Sunday, February 9, 2014

World's End

"Well, Mary," Dr. Korman said.  "After listening to your paranoid ramblings for several sessions, it is my professional therapeutic opinion that you are, indeed, batshit bonkers and could benefit from a great deal of pharmaceuticals.  Here is some Valium and Xanax.  Take as much as you like, whenever you want.  Preferably with wine and vodka tonics."
"This is awesome," I replied.  "Thanks, Doc.  See ya when I run out!"  I skipped away into the traffic.

Of course, this conversation never took place.  I would have loved for Dr. Korman to tell me I was nuts.  How much easier for me than having to be truthful.  My therapist informed me that he couldn't authorize the use of any drugs.  He explained that as a psychologist, he wasn't licensed to write prescriptions.  I would have to go to a psychiatrist and convince him that I needed medication. Jumping through all these hoops was a real pain in the ass.  But when I make up my mind to do something, by jove, I stick to it!  Except for almost destroying my life.  That was totally an accident.

Although Dr. Korman stiffed me on the scripts, I kept going back to see him.  He was easy to talk to, even though most of what I told him was bullshit.  He was smart and well-informed.  He explained the difference between bi-polar disorder and post traumatic stress.  I was hoping I had both, as long as it got me some tranquilizers.  I cancelled a few times when I got too high to show up.  He billed me for the appointments and told me if I did it again, he'd drop me as a patient. That hurt my feelings.  I bet I got super drunk that night.

I finally secured an appointment with Dr. Elrafei, a psychiatrist who came highly recommended in Dr. Korman's circle of nerdy shrink friends.  I had no idea at the time that Dr. Elrafei's speciality was substance abuse.  When I showed up for the first meeting, I was relieved there was no drug test.  That would have put the kibosh on my surreptitious intentions.  I told him a little bit about my traumatic pretend life.  I used compelling buzz words like flashbacks, nightmares and mood swings.  I left out the parts about all the drinking and dope I was doing.  Dr. E suggested Paxil for anxiety and Klonopin for panic attacks.  I did some research in the drug handbook at CVS, and I was unimpressed.  Neither of these feeble concoctions were any good for taking the edge off; my edge was sizable.  I needed something with sandblasting potential.

Back I went to Dr. Korman, exasperated.  He explained how anti-depressants work.  Something about receptors, synapses and neurotransmitters.  His explanation sounded like lame and ridiculous science fiction.

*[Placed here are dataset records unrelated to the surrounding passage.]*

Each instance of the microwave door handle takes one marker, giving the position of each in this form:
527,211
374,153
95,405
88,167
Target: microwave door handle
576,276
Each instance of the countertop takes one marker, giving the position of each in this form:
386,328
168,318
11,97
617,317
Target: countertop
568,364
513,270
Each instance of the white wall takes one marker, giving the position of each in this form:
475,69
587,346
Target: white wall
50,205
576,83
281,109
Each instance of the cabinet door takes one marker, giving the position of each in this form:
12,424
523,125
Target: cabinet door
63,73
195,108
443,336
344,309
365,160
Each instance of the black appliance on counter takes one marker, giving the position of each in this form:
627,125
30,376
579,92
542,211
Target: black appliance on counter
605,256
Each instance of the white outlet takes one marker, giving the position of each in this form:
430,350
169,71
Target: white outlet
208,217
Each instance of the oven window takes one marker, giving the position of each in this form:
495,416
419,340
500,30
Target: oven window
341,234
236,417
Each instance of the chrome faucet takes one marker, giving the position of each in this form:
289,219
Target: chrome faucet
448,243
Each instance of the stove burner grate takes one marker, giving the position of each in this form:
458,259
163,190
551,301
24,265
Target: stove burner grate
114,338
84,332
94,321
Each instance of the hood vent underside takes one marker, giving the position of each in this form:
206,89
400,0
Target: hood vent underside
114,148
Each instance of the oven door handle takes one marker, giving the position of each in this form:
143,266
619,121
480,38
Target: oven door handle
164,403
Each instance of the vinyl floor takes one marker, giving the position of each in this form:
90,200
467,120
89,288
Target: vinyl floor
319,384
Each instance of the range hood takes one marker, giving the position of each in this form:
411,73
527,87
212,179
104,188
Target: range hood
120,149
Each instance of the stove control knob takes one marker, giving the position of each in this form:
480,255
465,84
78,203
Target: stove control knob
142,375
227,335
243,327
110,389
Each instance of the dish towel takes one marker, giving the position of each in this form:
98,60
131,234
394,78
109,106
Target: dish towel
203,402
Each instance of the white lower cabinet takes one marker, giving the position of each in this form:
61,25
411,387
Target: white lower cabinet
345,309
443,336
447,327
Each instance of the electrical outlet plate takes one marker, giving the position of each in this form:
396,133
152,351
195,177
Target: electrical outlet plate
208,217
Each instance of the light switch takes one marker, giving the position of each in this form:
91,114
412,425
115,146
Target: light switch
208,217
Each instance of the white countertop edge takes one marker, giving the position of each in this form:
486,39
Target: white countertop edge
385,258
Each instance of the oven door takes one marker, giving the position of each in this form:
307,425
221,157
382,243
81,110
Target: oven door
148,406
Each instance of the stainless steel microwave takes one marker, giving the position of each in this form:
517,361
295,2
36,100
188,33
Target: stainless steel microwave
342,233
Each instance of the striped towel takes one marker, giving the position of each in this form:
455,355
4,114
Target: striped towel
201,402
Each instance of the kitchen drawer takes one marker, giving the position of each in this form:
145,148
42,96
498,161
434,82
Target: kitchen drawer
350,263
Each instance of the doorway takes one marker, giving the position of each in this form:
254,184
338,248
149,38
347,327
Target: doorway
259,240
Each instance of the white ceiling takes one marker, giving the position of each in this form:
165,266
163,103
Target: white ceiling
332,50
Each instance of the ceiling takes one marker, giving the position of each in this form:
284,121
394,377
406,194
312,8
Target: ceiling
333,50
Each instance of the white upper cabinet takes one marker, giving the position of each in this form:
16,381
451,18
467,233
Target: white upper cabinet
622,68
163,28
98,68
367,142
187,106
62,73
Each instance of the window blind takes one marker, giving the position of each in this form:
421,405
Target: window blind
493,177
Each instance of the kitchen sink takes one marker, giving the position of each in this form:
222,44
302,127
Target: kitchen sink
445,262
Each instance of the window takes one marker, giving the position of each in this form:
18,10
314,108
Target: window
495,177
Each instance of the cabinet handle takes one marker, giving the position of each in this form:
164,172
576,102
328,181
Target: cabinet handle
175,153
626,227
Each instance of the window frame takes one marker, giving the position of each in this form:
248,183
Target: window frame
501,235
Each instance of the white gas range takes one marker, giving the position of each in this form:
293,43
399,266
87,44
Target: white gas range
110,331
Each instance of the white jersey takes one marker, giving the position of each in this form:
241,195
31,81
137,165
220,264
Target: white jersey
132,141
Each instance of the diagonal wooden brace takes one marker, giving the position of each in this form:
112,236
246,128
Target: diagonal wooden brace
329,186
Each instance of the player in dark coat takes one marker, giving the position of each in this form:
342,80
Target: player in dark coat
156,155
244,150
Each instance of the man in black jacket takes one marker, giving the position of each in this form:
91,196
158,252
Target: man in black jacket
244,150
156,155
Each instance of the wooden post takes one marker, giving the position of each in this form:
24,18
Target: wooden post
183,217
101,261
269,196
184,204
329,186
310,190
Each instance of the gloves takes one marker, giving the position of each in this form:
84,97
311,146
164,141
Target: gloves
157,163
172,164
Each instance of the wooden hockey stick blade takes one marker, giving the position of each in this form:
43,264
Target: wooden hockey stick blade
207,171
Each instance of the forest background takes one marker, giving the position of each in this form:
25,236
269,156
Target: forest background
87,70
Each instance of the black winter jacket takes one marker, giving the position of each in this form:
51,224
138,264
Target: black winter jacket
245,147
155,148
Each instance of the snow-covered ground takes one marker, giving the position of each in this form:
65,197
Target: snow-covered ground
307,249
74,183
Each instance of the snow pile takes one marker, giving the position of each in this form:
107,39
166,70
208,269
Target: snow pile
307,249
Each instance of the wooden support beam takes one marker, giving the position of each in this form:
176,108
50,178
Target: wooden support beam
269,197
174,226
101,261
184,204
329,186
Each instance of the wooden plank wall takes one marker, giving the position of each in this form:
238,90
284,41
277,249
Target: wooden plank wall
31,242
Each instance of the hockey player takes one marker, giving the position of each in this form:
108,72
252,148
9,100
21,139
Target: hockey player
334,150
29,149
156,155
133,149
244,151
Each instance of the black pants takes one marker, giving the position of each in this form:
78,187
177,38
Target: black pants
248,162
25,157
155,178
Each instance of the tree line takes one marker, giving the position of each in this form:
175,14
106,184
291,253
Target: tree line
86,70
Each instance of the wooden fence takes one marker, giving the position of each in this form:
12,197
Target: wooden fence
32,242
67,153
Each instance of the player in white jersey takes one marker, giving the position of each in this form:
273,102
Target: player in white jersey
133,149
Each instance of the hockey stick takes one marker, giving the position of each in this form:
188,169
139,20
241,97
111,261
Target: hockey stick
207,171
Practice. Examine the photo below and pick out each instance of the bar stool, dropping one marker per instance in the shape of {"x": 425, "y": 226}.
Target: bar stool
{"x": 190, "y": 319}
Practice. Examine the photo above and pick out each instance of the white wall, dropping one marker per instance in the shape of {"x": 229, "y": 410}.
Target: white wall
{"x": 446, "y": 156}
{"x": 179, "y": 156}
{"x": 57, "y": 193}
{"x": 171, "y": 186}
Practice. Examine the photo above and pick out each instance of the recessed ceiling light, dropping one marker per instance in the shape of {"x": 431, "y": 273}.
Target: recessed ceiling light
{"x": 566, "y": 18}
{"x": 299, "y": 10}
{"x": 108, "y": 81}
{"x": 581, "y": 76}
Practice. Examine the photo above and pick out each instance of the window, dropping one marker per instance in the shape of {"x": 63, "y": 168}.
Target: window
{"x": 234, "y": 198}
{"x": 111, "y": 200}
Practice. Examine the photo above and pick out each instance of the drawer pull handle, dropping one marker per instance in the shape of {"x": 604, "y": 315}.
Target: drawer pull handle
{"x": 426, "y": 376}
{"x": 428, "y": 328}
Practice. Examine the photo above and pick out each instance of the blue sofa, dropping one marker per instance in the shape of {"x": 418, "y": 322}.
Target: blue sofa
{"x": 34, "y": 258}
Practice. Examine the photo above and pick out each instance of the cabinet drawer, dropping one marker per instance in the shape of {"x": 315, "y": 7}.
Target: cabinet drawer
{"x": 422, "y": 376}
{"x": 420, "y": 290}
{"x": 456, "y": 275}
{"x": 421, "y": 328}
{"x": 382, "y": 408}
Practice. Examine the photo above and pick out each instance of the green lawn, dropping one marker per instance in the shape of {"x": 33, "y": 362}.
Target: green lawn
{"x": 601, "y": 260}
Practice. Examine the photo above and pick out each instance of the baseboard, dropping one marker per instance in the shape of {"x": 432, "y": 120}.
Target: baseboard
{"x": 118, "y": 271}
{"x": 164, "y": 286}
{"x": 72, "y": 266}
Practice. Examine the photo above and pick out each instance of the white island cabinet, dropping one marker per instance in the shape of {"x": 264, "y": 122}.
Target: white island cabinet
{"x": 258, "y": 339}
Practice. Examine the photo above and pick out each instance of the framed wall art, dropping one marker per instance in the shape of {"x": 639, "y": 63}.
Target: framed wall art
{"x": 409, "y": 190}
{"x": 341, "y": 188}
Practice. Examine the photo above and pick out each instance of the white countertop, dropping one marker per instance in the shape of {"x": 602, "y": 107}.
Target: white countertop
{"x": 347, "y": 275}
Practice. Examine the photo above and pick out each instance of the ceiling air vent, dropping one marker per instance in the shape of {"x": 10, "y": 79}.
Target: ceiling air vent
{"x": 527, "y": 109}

"Can I drink with these?" I asked him.  "You know, in case I go out some time."
"Well, I wouldn't if I were you," he said.
Yeah, but you're not me, I thought.  I'm not even me.
In the final throes of my active addiction, I had no identity to speak of.  I was like one of those fast-moving zombies in the World War Z movie.  Feral, wretched, loathsome.  Looking back, I remember sprinting about, searching for anything to put me out of my misery.  I must have been a sight for sore eyes.  I hate that I frightened the folks who love me.  I know I scared myself half to death.

Everything was agony once I couldn't get enough.  I could not cut back or have less.  There always had to be more to cover the need, but by then, the need was too huge.  No joy came, only the intermittent relief from smothering the high with short periods of unconsciousness.  Mostly, however, I was awake.  That was the whole ride - blurry acceleration with no stops.  And I just stayed on.

My duplicity continued for seven additional months, with Neurontin thrown in as the final crowbar to the head.  I was still getting drunk and doing speed every day, plus taking the Paxil and benzos.  At night, I'd chew my way through handfuls of Tylenol PMs in efforts to further anesthetize myself, 20 to 25 caplets.  They never did shit.

I'm always amazed when I can recall memories.  They return in vague chunks.  I like to sit with them quietly until they come into focus.  For the life of me, I can't remember the specifics of the very last time I got loaded.  I'm sure it was a day just like every other.  I know David was mad.  Interestingly enough when I think about it, I find myself wishing I had seen it coming.  I would have hit it much harder.